Actas de congresos
Combine-and-conquer: improving the diversity in similarity search through influence sampling
Fecha
2015-04Registro en:
Symposium on Applied Computing, 30th, 2015, Salamanca.
9781450331968
Autor
Santos, Lúcio Fernandes Dutra
Oliveira, Willian Dener de
Carvalho, Luiz Olmes
Ferreira, Mônica Ribeiro Porto
Traina, Agma Juci Machado
Traina Junior, Caetano
Institución
Resumen
Result diversification methods are intended to retrieve elements similar to a given object whereas also enforcing a certain degree of diversity among them, aimed at improving the answer relevance.
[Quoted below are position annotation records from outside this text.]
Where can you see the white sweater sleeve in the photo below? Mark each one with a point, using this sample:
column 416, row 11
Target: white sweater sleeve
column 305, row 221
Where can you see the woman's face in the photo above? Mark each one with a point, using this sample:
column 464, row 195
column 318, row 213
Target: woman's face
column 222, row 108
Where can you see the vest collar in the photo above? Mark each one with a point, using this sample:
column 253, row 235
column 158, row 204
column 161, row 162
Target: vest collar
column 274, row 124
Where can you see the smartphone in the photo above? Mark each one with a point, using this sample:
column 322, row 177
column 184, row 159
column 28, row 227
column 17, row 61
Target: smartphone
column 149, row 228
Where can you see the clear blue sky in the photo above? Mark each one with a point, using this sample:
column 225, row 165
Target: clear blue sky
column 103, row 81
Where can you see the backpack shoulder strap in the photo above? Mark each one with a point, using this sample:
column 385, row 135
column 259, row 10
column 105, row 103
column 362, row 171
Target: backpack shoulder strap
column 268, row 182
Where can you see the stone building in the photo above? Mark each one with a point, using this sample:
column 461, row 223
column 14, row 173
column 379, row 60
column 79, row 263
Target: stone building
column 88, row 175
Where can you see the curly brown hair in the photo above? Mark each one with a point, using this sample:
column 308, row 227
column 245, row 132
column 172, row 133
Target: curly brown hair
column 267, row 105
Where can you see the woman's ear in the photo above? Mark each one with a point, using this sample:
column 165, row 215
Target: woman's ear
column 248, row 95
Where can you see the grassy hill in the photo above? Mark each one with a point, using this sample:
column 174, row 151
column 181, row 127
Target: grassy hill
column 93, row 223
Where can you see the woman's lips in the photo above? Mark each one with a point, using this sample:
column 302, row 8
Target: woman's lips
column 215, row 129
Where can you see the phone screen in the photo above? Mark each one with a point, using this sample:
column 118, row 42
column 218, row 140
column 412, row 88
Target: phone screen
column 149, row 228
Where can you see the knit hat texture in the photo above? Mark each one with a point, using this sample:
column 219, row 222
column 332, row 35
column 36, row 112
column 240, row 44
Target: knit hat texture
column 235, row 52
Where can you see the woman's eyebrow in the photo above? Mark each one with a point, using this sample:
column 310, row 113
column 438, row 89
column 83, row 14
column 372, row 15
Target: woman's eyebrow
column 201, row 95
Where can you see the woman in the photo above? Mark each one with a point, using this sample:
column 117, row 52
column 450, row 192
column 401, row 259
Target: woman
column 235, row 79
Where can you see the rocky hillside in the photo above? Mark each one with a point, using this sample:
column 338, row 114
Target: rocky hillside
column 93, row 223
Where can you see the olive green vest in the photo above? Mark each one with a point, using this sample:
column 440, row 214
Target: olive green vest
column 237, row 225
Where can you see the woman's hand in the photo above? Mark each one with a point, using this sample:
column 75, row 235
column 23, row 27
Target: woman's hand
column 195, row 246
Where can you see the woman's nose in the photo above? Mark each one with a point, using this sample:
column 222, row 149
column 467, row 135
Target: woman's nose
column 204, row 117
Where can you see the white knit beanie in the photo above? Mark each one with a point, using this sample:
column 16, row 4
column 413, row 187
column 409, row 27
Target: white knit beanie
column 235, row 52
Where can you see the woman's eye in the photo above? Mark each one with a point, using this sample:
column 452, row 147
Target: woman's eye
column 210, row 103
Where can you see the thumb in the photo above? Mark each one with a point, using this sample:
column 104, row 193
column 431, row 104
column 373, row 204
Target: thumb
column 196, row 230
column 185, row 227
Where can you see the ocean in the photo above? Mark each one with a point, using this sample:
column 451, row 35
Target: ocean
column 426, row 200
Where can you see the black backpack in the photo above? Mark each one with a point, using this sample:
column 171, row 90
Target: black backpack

Most of the methods are based on optimization, but bearing NP-hard solutions. Diversity is injected into an otherwise all-too-similar result set in two phases: in the first, the search space is reduced to speed up finding the optimal solution, whereas in the second a trade-off between diversity and similarity over the reduced space is obtained. It is assumed that the first phase is achieved by applying a traditional nearest neighbor algorithm, but no previous investigation evaluated the impact of the first over the second phase. In this paper, we devised alternative techniques to execute the first phase and evaluated how obtaining a better quality set of elements in the first phase can improve the diversity. Besides the traditional nearest neighbor-based pre-selection, we also considered naive random selection, cluster-based and influence-based ones. Thereafter, extensive experiments evaluated a number of state-of-the-art diversity algorithms employed in the second phase, regarding both processing time and answer quality. The obtained results have shown that although the much more elaborated (and much more time consuming) methods indeed provide best answers, other alternatives are able to provide a better commitment regarding quality and performance. Moreover, the pre-selection techniques can reduce the total running time by up to two orders of magnitude.